User guides

Altair has three domains that cover distinct parts of a life, plus one thing that runs underneath all three.

The three domains

Guidance is for the things you are working toward. Goals, initiatives, routines, quests, focus sessions. It is the answer to “what should I be doing today?” — without requiring the app to answer it for you.

Knowledge is for the things you are learning and remembering. Markdown notes, wiki-style links between them, automatic backlinks, and snapshots of notes as they change over time. It is the answer to “where did I write that thing?”

Tracking is for the resources a household runs on. Inventory across locations and categories, consumption and purchase logs, shopping lists that are tied to real items. It is the answer to “do we have any of that left?”

The connective tissue

Underneath all three domains is a shared relation system. Any entity can be linked to any other: a note can be attached to a quest, an inventory item can be linked to an initiative, a focus session can be tagged with a project name. Search works across all three domains in a single pass.

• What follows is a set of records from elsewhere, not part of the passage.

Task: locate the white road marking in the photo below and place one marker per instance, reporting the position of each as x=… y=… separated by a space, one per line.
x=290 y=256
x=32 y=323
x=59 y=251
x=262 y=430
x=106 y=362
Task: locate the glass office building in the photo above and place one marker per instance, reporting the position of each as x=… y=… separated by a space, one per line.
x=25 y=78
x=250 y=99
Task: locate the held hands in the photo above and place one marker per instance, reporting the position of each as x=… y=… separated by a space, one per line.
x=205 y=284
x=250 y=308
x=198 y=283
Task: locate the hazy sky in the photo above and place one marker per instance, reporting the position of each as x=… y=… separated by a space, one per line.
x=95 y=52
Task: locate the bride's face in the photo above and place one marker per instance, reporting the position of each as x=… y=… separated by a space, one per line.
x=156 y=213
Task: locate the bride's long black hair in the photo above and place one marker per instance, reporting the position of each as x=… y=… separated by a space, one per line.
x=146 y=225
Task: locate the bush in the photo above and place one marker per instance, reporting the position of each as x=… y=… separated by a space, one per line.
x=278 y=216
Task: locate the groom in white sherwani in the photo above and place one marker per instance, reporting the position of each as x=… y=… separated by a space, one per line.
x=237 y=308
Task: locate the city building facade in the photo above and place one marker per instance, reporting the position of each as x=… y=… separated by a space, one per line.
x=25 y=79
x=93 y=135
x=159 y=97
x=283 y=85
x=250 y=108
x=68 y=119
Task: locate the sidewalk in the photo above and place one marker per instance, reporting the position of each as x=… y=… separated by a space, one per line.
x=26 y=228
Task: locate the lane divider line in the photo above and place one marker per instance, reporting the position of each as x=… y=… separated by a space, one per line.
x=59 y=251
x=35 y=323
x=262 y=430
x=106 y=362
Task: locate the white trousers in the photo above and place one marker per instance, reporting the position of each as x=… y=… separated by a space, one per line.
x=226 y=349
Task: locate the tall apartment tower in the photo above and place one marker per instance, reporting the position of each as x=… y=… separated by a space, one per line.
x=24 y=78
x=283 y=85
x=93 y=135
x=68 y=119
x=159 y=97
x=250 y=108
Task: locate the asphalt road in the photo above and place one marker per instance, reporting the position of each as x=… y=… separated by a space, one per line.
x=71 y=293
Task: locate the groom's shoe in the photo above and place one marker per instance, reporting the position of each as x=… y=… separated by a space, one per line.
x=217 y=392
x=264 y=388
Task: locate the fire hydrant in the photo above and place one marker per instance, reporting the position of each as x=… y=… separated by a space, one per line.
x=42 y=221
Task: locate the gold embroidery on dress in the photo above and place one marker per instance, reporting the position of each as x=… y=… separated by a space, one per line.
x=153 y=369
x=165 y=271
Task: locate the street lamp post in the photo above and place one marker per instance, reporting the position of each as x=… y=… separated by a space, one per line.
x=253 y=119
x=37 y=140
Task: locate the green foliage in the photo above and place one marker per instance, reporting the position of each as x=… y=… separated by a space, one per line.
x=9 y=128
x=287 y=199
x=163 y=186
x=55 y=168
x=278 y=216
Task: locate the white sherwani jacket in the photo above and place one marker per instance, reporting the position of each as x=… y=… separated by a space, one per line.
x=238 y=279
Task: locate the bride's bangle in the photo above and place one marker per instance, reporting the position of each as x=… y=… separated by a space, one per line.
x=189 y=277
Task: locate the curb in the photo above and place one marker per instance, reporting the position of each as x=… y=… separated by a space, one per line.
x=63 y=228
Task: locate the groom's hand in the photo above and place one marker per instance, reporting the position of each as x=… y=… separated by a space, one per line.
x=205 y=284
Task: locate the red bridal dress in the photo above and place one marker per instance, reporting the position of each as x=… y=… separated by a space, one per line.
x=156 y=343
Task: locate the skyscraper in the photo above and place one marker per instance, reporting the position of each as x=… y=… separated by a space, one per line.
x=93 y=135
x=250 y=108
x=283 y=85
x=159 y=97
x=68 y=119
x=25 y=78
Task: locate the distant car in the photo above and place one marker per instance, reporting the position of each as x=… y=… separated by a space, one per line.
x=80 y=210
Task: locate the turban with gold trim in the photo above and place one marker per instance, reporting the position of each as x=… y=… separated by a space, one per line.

This matters in practice more than it sounds. A “rebuild the kitchen” initiative can hold the quests that track the work, the notes that capture decisions, and the inventory items you need to buy — all linkable, all findable from one search.

How to read these guides

Each guide is written as a tour: what the domain contains, how the pieces fit together, and the common workflows you’ll use day-to-day. They are not reference material — for that, the API reference and the specs in the GitHub repository are more useful.

Pick the domain that matches the thing you want to do first. They are designed to be read independently.